ただの見栄
「あ~あ、もうこんな時間になっちゃったよ。ゲームをやる時間すらねぇ。」
今年度高校受験を控えた青葉 隆平は夜の10時を過ぎた頃、ようやく塾での自主学習(とは言っても半ば強制的なのだが)を終えて独り言をつぶやいた。

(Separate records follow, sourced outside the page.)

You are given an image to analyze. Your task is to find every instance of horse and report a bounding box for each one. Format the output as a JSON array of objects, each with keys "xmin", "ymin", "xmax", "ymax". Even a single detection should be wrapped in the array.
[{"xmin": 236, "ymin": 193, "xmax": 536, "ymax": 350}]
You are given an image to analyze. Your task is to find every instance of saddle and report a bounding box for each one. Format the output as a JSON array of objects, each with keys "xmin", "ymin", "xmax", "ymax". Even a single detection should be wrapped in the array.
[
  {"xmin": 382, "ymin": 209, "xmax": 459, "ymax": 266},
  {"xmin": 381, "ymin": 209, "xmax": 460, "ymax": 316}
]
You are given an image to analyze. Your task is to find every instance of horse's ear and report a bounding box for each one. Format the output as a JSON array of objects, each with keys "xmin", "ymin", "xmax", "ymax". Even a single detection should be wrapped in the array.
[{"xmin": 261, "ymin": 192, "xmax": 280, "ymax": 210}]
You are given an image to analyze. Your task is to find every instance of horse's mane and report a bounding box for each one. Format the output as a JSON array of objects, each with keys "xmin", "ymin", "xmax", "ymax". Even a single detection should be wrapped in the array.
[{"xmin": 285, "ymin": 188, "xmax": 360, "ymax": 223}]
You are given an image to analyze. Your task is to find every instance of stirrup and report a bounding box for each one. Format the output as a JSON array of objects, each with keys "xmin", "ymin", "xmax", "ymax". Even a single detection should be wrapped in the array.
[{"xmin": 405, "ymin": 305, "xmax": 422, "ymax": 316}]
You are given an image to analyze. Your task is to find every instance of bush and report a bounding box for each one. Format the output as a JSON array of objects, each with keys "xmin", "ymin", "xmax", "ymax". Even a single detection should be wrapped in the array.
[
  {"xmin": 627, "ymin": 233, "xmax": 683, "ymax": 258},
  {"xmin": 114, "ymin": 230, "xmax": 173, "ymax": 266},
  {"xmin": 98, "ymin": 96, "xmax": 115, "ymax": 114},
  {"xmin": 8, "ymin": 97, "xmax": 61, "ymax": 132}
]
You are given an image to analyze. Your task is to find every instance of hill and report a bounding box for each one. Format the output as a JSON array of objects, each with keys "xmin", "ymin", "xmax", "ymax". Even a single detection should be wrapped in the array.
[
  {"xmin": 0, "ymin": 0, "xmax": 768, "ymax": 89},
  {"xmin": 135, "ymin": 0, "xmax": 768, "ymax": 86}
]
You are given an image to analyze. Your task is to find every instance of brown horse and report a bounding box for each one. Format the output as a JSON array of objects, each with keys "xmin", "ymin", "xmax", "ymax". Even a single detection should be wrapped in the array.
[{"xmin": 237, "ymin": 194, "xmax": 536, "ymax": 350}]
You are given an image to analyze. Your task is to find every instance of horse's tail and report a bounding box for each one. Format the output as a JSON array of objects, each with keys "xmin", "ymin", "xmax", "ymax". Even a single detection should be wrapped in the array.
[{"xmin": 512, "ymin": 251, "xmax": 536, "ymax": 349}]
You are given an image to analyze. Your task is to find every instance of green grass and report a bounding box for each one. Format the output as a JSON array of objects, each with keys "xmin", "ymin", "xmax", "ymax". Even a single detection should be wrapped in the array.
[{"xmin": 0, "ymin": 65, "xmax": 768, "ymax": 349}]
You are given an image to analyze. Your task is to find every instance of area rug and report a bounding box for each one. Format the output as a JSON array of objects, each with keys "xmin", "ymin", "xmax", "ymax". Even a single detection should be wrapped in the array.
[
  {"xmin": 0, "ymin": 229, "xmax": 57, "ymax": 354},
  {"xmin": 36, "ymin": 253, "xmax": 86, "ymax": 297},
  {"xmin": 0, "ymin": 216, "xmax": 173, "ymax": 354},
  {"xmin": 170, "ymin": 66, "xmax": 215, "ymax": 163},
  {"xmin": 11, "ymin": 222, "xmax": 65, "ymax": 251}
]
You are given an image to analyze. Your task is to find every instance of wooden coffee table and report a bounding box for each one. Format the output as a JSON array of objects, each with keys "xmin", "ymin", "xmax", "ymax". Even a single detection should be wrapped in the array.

さて早く帰るかと思い、手早く荷物をまとめるとそそくさと塾を後にする。
愛車の自転車にまたがり、毎日が勉強漬けという現実から
「推薦が取れた先輩は遊んでばっかだったのになぁ~。でも俺は推薦が取れなさそうだし。」
「川で溺れた子供でも救って、警察とかに表彰されて、テレビにでも出れば一発で推薦取れねぇかな~」
そんなことばかりを考えて家路を急ぐ。
「キシャー!!!ギャキャー!!」
突然、閑散な住宅に猫の大きな鳴き声が走った。
酷くうるさい猫だ。どこかの猫が盛っているのか?
多少うるさいがよくあることだ。そう思った隆平は無視をして自転車を走らせる。
「キシャ!キグふhyふれっgyぎぇ」
一際大きな猫の鳴き声が辺りにこだますると、シィンと静かになった。
「あれ?」
隆平はそこでようやく異様な状況に気づいて自転車を漕ぐのを止める。
「そういえば、学校で猫を殺してる変質者がいるから気をつけるようにって先生に言われてたっけ」
逃げるか。
いや、
ここはヒーローになるチャンスじゃないのか?
そうだ。
ここで犯人を捕まえられたら表彰されるんじゃないのか?
隆平は近くに音を立てないように自転車を止め、スマートフォンを取り出してすぐに110番を押そうとして気づく。
「今通報して、もし勘違いだったら?」
そんなの赤っ恥だ。いや、そんなことよりも親や警察に怒られ、友人間にウワサされて笑い者にされる方が嫌だ。
犯人を見てから通報しても遅くないか。
そう考え、鳴き声がした暗い路地裏へと隆平は歩を進めた。